By SAT News Desk
Melbourne, 16 March: Residential water use in 2015–16 in Australia remained relatively consistent compared with previous years, increasing by only 1 percent to 182 kL per property, according to a report released today.
The eleventh annual urban water utilities national performance report compares the performance of 86 water utilities that provide urban water services across Australia and analyses the trends between years and utilities.
The Bureau’s Assistant Director Water Information Services Dr. Robert Argent said it was encouraging to see increases in the typical residential water and sewerage bills have slowed in recent years steadying at a 4 percent increase over the last two reporting years.
“Interestingly, while surface water remains the dominant source of water in Australia, the trend to recycled water supplied by medium to large utilities, including many large regional utilities and councils continues. There was a 7 percent increase in 2015–16 following 13 percent growth the year before.”
“This increase reflects the reduced availability of surface water and the need to diversify supply sources in the face of growing demand,” Dr. Argent said.
The national median operating expenditure for water and sewerage has shown a steady increase. In 2015–16, it was $920 per property, up from $896 in 2014–15, representing a three percent increase.
The total number of complaints about water and sewerage services is relatively low at five complaints per 1,000 properties. This increased from four complaints per 1,000 properties in 2014–15.
Mr. Adam Lovell, Executive Director Water Services Association of Australia (WSAA) welcomed the release of the National Performance Report and the continued transparency of the urban water industry.
“This report demonstrates that Australian water utilities are world leaders in public and independent performance reporting,” Mr. Lovell said.

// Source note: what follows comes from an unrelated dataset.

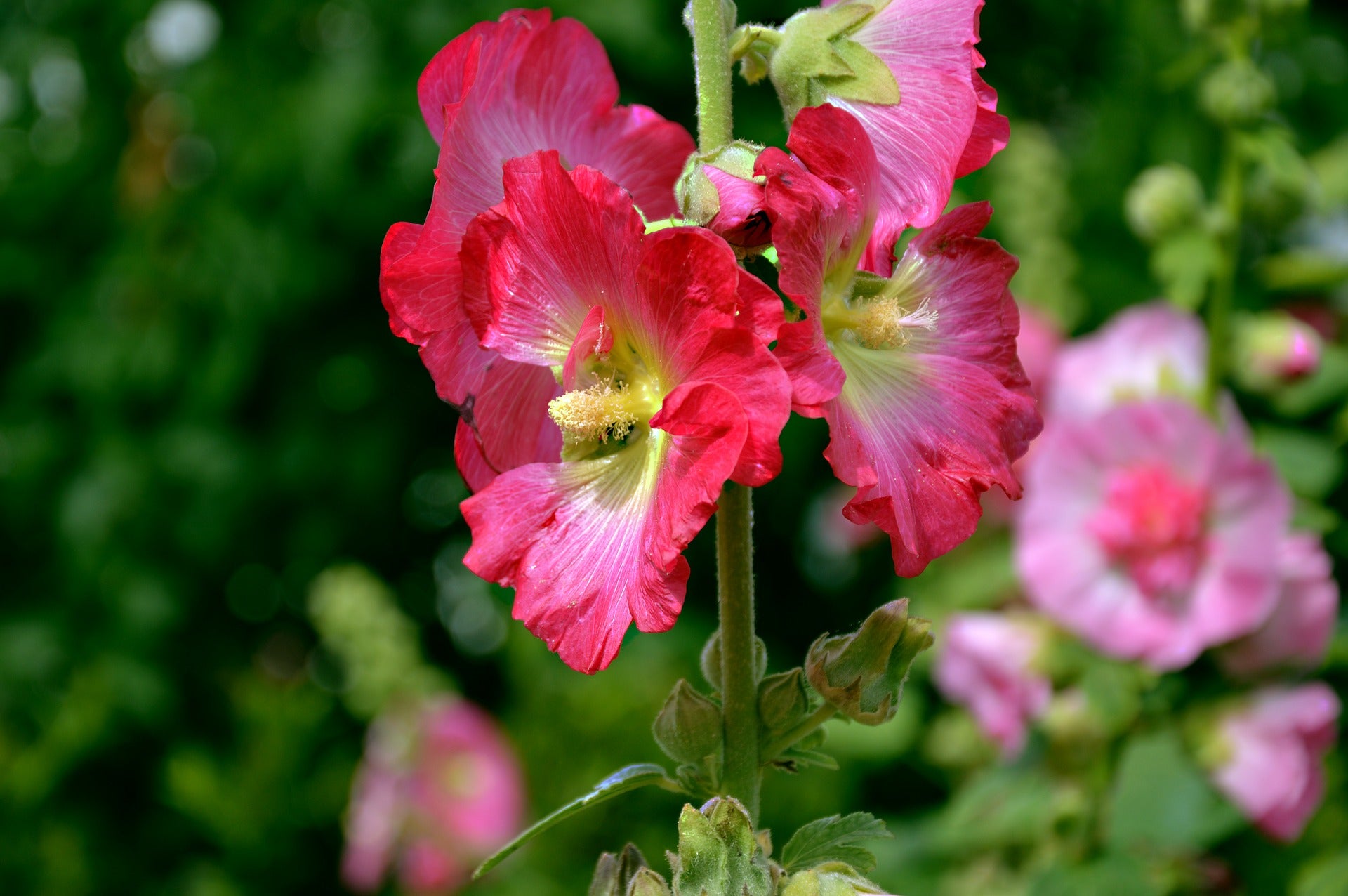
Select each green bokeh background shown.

“While there are always areas that can be improved, it is pleasing to see utilities across the country continue to deliver high-quality water to customers, provide diversified supplies through a growth in recycled water provision and retain a focus on improving benefits to customers through greater efficiency in service delivery.”
The report is prepared by the Bureau, the Water Services Association of Australia (WSAA) and State and Territory governments. The public, an independent report is intended to help consumers and government determine whether the water sector is operating in an efficient and cost-effective manner.
It contributes to the Bureau’s Water Information Programme, which provides a comprehensive and reliable picture of Australia’s water resources to support policy and planning.